Dostoevskij e il senso della vita

Oggi è chiaro che Dostoevskij non fosse solo uno straordinario scrittore, ma un vero e proprio filosofo, ovvero che nonostante la polifonia dei suoi romanzi, anzi proprio grazie ad essa, egli avesse in sé un nucleo forte di pensiero.

Un pensiero attualissimo aggiungeremo, che profetizzò i rischi del futuro immanente, come quel Nietzsche tanto diverso negli esiti, eppure tanto simile nell’analisi dell’uomo moderno.
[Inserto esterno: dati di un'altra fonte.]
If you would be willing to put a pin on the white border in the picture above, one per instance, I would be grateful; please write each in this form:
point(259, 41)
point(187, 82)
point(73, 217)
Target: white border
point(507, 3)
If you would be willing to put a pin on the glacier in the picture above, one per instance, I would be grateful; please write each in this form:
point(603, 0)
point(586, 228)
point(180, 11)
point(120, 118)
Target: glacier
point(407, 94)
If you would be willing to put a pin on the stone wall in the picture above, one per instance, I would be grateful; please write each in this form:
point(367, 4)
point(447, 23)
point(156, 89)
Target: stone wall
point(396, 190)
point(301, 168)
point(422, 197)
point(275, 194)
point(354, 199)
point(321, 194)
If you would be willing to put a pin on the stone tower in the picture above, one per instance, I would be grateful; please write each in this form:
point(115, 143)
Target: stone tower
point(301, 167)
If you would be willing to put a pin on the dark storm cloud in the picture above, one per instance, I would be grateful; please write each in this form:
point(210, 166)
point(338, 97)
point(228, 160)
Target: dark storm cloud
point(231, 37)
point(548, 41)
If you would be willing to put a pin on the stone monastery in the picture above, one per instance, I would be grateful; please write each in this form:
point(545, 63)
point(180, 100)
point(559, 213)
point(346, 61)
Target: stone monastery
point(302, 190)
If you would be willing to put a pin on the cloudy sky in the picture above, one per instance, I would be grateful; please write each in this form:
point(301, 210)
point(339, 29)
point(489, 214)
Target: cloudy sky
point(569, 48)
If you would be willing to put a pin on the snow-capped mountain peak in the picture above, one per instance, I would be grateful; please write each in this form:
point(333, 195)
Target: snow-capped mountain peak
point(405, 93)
Sarebbe troppo semplice ricordare come Dostoevskij, avesse sentito con grande anticipo il rischio di società iperazionalizzate, ovvero le società totalitarie, condannandone i pericoli, prima ancora che esse fossero realisticamente e politicamente possibili. Ma evidentemente già ne scorgeva il germe quando ne “Le memorie dal sottosuolo” esponeva l’utopia del “palazzo di cristallo” o del “formicaio”, cioè di un modello di società finita per sempre.
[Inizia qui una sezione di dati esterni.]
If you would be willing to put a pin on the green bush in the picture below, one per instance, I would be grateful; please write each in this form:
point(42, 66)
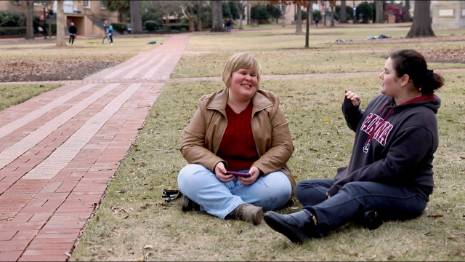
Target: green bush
point(349, 13)
point(17, 30)
point(11, 19)
point(151, 25)
point(365, 12)
point(120, 28)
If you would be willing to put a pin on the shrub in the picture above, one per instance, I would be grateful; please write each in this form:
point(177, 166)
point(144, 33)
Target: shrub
point(11, 19)
point(12, 30)
point(151, 25)
point(120, 28)
point(349, 13)
point(260, 14)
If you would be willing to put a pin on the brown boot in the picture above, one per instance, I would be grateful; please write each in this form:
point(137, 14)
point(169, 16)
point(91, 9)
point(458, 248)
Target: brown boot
point(249, 213)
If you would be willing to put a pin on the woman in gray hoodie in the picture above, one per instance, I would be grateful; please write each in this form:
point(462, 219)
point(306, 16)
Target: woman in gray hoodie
point(390, 173)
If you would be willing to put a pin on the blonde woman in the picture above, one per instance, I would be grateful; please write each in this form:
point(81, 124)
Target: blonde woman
point(237, 144)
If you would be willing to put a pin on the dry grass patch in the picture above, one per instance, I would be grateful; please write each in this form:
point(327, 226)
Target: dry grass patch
point(39, 61)
point(15, 94)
Ciò per Dostoevskij era tuttavia una mera utopia, perché l’uomo è un essere infinito, libero e indefinibile. Quindi ogni tentativo di fermare la storia o meglio di superarla, per poi sclerotizzare un sistema necessario, non poteva che essere un fallimento o peggio un pericolo gravissimo, che avrebbe irreparabilmente danneggiato il nucleo più intimo di ogni uomo e di ogni popolo, con le sue culture e le proprie specificità, ovvero contraddizioni interne.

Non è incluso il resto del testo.